Su marido y sus hijos eran lo primero para ella. Y sus convicciones religiosas se reflejaban en todos los actos de su vida. Recuerdo que en aquella ocasión le pregunté también si era partidaria de la planificación familiar.

Realmente, no he demostrado serlo porque, en ocho años, tuve siete hijos. Lo que sucedió es que dos murieron por nacer antes de tiempo.

Me despedí de ella deseándole que su familia, de vida y gustos hasta ese día sencillos, siguieran siendo poco más o menos la familia de siempre.

Difícil va a ser, aunque hermoso sería que así fuese.

Desgraciadamente no lo fue. Los cinco años escasos en que ejerció como la primera dama que nunca quiso ser no estuvieron presididos, precisamente, por la felicidad. Pienso que en La Moncloa nadie ha sido completamente feliz.

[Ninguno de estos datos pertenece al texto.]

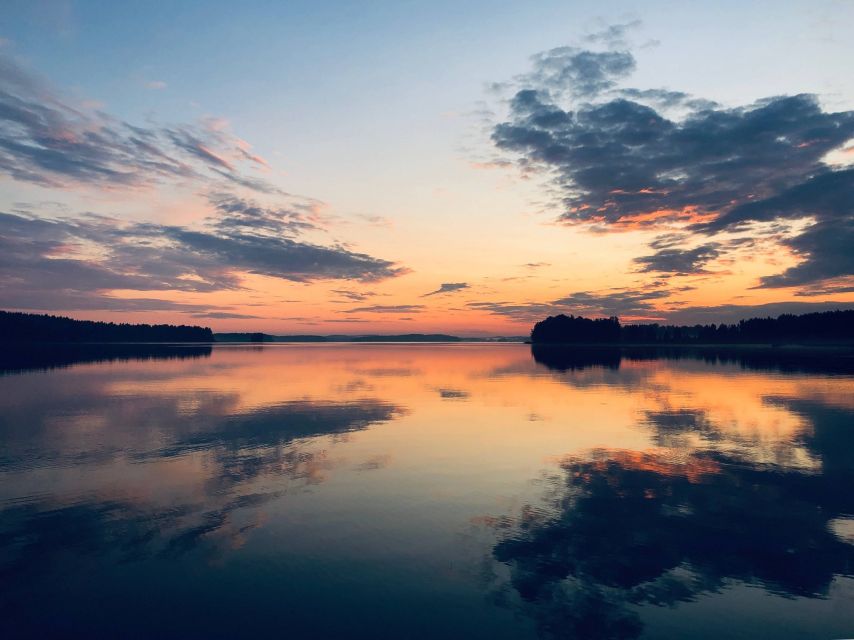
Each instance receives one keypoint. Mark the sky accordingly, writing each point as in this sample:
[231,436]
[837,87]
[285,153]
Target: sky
[398,167]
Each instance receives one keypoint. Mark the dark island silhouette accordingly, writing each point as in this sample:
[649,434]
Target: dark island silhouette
[829,327]
[23,328]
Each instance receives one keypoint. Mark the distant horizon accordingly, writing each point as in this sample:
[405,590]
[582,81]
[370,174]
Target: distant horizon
[420,168]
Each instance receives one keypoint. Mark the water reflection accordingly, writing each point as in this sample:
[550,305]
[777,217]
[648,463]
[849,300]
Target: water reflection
[830,360]
[16,359]
[427,491]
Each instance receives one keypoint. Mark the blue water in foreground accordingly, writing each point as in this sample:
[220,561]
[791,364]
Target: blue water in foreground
[424,491]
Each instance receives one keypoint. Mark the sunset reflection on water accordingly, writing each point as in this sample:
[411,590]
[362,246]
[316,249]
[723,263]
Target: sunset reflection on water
[422,490]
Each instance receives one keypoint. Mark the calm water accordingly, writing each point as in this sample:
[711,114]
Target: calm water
[423,491]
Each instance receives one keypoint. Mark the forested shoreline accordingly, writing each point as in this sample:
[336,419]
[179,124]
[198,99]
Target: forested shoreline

En una entrevista que mantuve posteriormente con ella en junio de 1977 reconoció:

Viviendo aquí, tengo la ventaja de que muchos días mi marido sube a comer conmigo. Generalmente cenamos juntos, aunque muy tarde. Él siempre está rodeado de papeles o hablando por teléfono.Y esto es una jornada normal; de las anormales mejor no le hablo.Pero sé que Adolfo está ahí.

Y volvió a recordarme la época que siempre guardó en la memoria con más agrado, los días en los que Adolfo había sido gobernador civil de Segovia.

Ésa fue en la que tuve un poco más de marido, por eso la recuerdo siempre con mucho cariño. Hoy, hablar y disfrutar de paz y tranquilidad es un sueño imposible.

No sería hasta febrero de 1981, con la dimisión de Adolfo Suárez como presidente del Gobierno, cuando Amparo lograría tener no un poco más de marido, sino todo entero para ella.

En la isla panameña de Contadora me reencontré con ella años después. Y conocí a una Amparo diferente a la de todos esos meses en los que se sacrificó para ser, con toda la dignidad, la primera dama de España. Aquellos días en los que conviví con ellos, Amparo estaba feliz, como una novia de luna de miel, en un paraíso en el que no existía más distracción que amarse y contemplar juntos el mar.

Yo le había prometido a Amparo que, si algún día podía disponer de un tiempo auténticamente mío, se lo dedicaría, plena y totalmente, haciendo un viaje como si de una luna de miel se tratara. Le debía esta satisfacción, le debía este viaje, le debía estos días me confesó un Adolfo Suárez alejado de la política, relajado y feliz.

Y desde entonces, todos los días fueron para Amparo hasta que, como se prometieron el día de la boda, hace casi cuatro décadas, la muerte los ha separado.